Today, the Upper Haight's newly minted "safe sleeping site" will begin admitting residents from two encampments of homeless people in District 5.
Located on the site of the former McDonald's restaurant at Haight and Stanyan streets, the site will provide room for 40 unhoused people to camp at a social distance. Screened from public view by fencing, it will also offer showers, hand-washing stations and meals.
The safe sleeping site has become a neighborhood battleground, drawing vocal support from some neighbors and vocal opposition from others. Earlier this week, the owners of Amoeba Music and Escape From New York Pizza sued the city over the site, which adjoins their businesses.
Last night, over 150 local residents and merchants attended an online community meeting about the site, with city officials and homeless service providers attempting to quell anxieties about how it will be run.
The residents of 730 Stanyan will be drawn from two large tent encampments in District 5: one at Haight Street and Masonic Avenue, the other at the DMV parking lot at Fell and Broderick streets.
The decision to move to the safe sleeping site is up to each person.
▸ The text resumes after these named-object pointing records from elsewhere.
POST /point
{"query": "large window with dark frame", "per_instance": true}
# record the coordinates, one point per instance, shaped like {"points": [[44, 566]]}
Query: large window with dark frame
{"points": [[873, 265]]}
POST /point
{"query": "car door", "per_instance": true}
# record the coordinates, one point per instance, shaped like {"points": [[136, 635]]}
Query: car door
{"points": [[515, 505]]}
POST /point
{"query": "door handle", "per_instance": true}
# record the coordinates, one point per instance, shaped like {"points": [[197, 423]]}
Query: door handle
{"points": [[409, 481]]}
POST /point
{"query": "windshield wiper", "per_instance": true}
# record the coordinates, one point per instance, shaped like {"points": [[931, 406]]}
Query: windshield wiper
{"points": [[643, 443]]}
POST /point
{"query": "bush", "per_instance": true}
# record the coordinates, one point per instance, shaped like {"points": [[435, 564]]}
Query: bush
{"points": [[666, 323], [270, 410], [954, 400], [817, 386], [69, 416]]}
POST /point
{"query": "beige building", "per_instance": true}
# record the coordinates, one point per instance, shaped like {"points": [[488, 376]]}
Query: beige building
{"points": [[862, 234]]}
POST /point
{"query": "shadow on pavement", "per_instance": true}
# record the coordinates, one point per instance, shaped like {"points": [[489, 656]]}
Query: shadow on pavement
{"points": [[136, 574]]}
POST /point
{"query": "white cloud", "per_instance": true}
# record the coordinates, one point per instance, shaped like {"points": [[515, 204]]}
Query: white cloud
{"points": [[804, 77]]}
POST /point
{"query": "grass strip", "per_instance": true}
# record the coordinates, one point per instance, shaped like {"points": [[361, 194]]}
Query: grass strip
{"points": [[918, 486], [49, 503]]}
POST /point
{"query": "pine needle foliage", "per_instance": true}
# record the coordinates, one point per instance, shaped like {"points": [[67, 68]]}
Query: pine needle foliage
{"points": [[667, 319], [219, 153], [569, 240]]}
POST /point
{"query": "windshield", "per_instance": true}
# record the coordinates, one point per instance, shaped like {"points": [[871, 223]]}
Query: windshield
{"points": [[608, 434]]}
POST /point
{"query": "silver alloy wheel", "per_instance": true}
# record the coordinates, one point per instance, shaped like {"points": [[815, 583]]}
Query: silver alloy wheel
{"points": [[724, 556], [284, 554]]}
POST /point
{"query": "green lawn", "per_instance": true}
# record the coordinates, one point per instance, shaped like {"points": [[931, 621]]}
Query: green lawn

But Jeff Kositsky, the former director of the Department of Homelessness and Supportive Housing and a member of the city's emergency management team for homelessness, said he's confident both encampments will be "thinned out or eliminated" as residents move to the Stanyan Street site.
Haight-based nonprofit Homeless Youth Alliance (HYA), which is co-managing the site with Larkin Street Youth Services (LSYS), has already been doing outreach to neighborhood encampments to manage enrollment and move-ins.
"The majority of folks [at both encampments] are coming into camp, and are very excited about relocating," said Mary Howe, the HYA's executive director.
Some neighbors have expressed concerns about homeless people from other districts flocking to the Haight to gain entry to the site. But there's no evidence of that, Howe said at last night's meeting.
"The folks moving in have been on a list of definite tents that have already been located and monitored in the neighborhood. Under no circumstances will someone outside the neighborhood not known to the group doing outreach to the tents be admitted."
HYA and LSYS will provide 24/7 staffing, as well as contracted private security inside the site. SFPD foot patrols currently dedicated to the ad-hoc District 5 encampments will be redirected to the area surrounding 730 Stanyan.
Safe sleeping site residents and their pets will be instructed to follow health and safety guidelines that meet and exceed CDC standards, Kositsky said.
They'll be given new tents if their current ones aren't safe enough, and receive regular checks for COVID-19 symptoms and other health issues. They'll also be allowed to leave as needed, for essential services and walks around the neighborhood.
"Folks will be able to leave for the same reasons that we might leave our houses," said LSYS executive director Sherilyn Adams, who noted that security teams will prevent any congregation around the site.
The site will admit about 10 residents today, adding people steadily through the weekend until it hits capacity next Wednesday or Thursday.
Responding to neighbors' concerns that the site might drag on interminably after the COVID-19 health crisis abates, Kositsky and Adams both confirmed that the site's contract limits it to a 3-6 month horizon.
The site will cease admitting new clients 45 days before a scheduled end date is announced. For the duration of clients' stays, HYA will work to place them in more suitable long-term arrangements, like shelters or hotel rooms.
Kositsky emphasized that the city can't legally compel people to enter or remain at the site. "We can't promise with 100% certainty everything is going to go exactly as everybody would like."
But with oversight from HYA, LSYS and the city's Emergency Operations Center, Kositsky said he's confident that the site will promote safety for both unhoused and housed District 5 residents.
Asked to give his criteria for the site's success, he offered three: "Is the neighborhood happy with it, are the clients happy with it, and long-term, how many people successfully exit homelessness?"